Remaining Research Challenges (2) 2. Extraction and understanding of dynamic query interfaces • An increasing number of query interfaces are dynamic in the sense that the query interface may alter after certain fields are selected. Two types of dynamic changes have been observed. • The change of values of some fields (e.g., values under a selection list). • The structure of the query interface (e.g., some fields are added, deleted or modified). • Current query interface models do not consider dynamic query interfaces.
Remaining Research Challenges (3) 3. Handling boundary query interfaces in Web-scale clustering. • There are two challenges in Web-scale clustering of query interfaces [Madhavan et el., 2007; Mahmoud and Aboulnaga, 2010]. • The number of domains is unknown in advance, which means that the number of clusters is unknown in advance. • There are likely many query interfaces with unclear domains, i.e., they appear between boundaries of multiple domains. • However, the current solutions are not sufficiently accurate and have significant room to improve.
Remaining Research Challenges (4) 4. Web database selection Goal: For any given user query, identify the Web databases that are most likely to return good results. Some issues to consider: • How to summarize the content of a Web database? • Numerical attributes • Categorical attributes • Textual attributes • Relationships among the attributes
Remaining Research Challenges (5) Web database selection(continued) • How to obtain the summaries automatically? • How to design sample queries for each type of attributes? • How to use the summaries to do Web database selection? • How to measure “usefulness” based on different types of attributes? • How to combine “usefulness” across different attributes?

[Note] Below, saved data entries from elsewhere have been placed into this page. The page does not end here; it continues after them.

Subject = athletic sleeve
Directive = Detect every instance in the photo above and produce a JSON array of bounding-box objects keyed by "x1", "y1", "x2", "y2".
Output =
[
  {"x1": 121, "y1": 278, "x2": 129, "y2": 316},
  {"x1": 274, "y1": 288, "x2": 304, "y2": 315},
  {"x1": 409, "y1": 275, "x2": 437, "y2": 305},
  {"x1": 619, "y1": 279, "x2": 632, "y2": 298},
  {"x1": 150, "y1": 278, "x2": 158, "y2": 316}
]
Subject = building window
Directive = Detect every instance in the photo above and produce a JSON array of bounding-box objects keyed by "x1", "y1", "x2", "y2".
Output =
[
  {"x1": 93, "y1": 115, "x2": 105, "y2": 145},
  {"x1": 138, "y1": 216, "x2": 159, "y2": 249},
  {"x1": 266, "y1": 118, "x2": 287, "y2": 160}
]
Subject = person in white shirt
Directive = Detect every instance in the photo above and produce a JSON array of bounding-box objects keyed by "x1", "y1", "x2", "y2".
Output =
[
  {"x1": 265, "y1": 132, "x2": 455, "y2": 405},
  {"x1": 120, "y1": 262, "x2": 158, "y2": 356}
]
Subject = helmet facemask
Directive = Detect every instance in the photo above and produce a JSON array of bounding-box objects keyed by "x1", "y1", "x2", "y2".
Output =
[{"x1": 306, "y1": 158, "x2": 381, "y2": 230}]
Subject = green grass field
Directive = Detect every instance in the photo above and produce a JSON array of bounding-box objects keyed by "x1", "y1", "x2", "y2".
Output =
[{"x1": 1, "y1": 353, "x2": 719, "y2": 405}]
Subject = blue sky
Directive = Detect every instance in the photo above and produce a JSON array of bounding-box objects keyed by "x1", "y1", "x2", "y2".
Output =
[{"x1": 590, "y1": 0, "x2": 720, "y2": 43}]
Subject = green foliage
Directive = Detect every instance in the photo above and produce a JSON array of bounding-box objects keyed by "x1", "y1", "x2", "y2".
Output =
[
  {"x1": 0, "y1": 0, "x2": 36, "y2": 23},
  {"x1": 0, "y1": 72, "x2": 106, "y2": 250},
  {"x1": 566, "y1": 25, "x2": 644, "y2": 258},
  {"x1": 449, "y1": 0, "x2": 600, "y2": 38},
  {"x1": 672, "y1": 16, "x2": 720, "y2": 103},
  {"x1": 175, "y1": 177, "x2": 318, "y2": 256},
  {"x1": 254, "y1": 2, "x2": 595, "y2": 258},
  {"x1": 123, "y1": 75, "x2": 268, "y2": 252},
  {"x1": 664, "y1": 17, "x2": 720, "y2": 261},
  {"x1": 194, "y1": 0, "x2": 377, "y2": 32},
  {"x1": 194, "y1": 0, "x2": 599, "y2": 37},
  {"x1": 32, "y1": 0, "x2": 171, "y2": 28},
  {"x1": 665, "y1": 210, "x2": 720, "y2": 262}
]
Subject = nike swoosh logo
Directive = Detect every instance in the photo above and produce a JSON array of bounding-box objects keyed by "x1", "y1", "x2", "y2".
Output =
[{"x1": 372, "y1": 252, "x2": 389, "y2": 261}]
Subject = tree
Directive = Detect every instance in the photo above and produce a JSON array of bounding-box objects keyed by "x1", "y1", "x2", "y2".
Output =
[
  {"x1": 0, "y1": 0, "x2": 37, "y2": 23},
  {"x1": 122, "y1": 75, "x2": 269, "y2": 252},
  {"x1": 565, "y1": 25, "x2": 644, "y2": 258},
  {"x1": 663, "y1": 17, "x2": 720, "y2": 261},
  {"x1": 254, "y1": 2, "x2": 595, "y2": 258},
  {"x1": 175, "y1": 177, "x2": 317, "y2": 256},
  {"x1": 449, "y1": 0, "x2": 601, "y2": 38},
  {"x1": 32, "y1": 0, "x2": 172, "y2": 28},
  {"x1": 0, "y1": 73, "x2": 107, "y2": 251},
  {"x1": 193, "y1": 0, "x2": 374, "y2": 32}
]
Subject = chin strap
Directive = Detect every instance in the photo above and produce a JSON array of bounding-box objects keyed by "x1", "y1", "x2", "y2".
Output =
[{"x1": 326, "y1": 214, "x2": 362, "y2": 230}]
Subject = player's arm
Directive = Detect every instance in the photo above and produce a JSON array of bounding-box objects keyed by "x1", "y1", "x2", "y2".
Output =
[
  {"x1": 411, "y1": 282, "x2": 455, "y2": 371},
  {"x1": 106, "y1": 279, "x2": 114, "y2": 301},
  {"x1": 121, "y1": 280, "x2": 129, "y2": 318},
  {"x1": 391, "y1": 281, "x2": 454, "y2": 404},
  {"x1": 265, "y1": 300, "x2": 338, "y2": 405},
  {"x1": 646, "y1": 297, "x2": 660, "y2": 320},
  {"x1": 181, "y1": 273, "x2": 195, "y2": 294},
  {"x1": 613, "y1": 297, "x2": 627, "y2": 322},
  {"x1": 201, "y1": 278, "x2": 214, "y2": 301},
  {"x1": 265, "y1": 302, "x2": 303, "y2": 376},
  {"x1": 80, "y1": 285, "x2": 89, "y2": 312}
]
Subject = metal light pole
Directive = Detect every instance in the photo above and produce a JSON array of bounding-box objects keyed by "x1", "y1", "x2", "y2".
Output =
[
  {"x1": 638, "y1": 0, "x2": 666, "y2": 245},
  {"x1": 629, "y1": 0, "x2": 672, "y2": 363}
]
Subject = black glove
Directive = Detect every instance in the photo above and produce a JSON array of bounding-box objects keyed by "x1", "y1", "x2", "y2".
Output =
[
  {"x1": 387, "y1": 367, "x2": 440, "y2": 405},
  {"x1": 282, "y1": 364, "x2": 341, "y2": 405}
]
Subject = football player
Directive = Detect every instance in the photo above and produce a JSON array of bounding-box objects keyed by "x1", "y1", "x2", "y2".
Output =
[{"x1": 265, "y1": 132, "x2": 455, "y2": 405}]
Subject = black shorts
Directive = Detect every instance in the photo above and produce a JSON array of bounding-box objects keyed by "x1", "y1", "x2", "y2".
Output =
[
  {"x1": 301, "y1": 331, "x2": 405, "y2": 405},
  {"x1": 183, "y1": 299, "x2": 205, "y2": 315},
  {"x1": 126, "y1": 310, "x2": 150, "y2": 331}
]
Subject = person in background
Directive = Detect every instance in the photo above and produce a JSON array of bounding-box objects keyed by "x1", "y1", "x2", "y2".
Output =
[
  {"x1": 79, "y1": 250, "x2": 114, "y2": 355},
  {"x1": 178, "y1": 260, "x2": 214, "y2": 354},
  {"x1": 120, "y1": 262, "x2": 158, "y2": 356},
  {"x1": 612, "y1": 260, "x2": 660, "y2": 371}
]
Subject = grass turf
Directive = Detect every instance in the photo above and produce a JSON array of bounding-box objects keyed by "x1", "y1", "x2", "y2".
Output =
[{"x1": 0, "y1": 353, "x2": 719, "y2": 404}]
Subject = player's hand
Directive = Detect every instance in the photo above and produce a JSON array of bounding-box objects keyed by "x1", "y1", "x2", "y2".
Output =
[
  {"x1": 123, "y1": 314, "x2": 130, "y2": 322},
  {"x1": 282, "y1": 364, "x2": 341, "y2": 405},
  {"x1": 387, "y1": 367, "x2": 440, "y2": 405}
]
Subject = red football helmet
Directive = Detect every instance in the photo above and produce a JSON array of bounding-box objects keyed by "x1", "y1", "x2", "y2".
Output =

Remaining Research Challenges (6) 5. Automatic SRR extraction from complex result pages Goal: Automatically identify the rules to extract search result records from complex result pages. Some characteristics of complex result pages: • Record contains both text and images • SRRs may be organized into multiple columns/multiple sections. • SRRs have a variety of formats. • Have no fixed sections (i.e., some sections only appear in some result pages) • Some SRRs are divided into multiple blocks.
Remaining Research Challenges (7) 6. Global query processing and optimization Goal: Evaluate global queries efficiently and correctly. Some issues to consider: • It consists of many steps: • Identify relevant Web databases (global cost) • Translate/map global queries to local queries (global cost) • Submit queries and receive results (communication cost) • Evaluate translated queries by local Web databases (local cost) • Extract search results from result pages (global cost) • Filter out unqualified results (global cost) • How to optimize the above process? • What are the differences between Web integration systems and multidatabase/federated database systems?